You can install these packages using pip:

In [17]:
%%script false --no-raise-error

pip install pandas numpy matplotlib

### Importing Data

Data in biostatistics can come in various formats such as CSV (Comma-Separated Values), Excel (xls, xlsx), or TSV (Tab-Separated Values). We'll primarily use the Pandas library to read these files into Python:

In [18]:
%%script false --no-raise-error

import pandas as pd

# Loading a CSV file
df_csv = pd.read_csv('filename.csv')

# Loading an Excel file
df_excel = pd.read_excel('filename.xlsx')

# Loading a TSV file
df_tsv = pd.read_csv('filename.tsv', sep='\t')

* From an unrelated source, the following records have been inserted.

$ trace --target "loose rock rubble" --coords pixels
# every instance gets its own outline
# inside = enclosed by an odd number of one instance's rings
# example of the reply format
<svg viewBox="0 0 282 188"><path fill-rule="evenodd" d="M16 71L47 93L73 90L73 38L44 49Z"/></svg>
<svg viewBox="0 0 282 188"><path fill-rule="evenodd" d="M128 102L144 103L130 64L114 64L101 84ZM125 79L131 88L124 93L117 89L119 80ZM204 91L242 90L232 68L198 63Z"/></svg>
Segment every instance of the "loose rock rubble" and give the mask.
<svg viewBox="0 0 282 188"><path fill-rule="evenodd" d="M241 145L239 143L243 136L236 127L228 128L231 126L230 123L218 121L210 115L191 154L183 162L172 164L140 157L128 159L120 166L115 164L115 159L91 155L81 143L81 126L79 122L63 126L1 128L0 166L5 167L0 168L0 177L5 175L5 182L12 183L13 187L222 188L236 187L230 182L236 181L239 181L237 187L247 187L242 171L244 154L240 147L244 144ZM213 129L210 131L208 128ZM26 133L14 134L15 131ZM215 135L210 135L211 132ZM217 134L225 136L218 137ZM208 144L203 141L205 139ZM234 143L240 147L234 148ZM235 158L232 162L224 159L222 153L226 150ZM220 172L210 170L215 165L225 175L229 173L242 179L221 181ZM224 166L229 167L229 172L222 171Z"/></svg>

### Dealing with Missing Values

Real-world datasets often have missing values, and these missing values can lead to misleading results if not handled properly. Let's look at some techniques to handle missing values:

In [19]:
%%script false --no-raise-error

import pandas as pd

# Check for missing values
print(df_csv.isnull().sum())

# Drop rows with missing values
df_no_missing = df_csv.dropna()

# Fill missing values with a specified value (e.g., mean, median, mode, or a constant value)
df_fill_mean = df_csv.fillna(df_csv.mean())

### Data Transformation and Reshaping

Often, data may not be in a form that is ready for analysis, and you may need to reshape or transform it:

In [4]:
%%script false --no-raise-error

import pandas as pd

# Renaming columns
df_csv.rename(columns={'OldName1': 'NewName1', 'OldName2': 'NewName2'}, inplace=True)

# Converting a continuous variable into a categorical variable
bins = [0, 10, 20, 30, 40]
labels = ['0-10', '10-20', '20-30', '30-40']
df_csv['AgeGroup'] = pd.cut(df_csv['Age'], bins=bins, labels=labels)

# Pivoting data (reshaping)
df_pivot = df_csv.pivot(index='ColumnNameToIndex', columns='ColumnNameToColumns', values='ColumnNameToValues')

# Merging two dataframes
df_merge = pd.merge(df_csv1, df_csv2, on='CommonColumnName', how='inner') # Can be 'outer', 'left', 'right'

## Conclusion

The importance of being able to import, modify, and clean data cannot be understated in biostatistics. It's crucial for researchers and data scientists to familiarize themselves with these techniques to prepare their data correctly for downstream statistical analysis.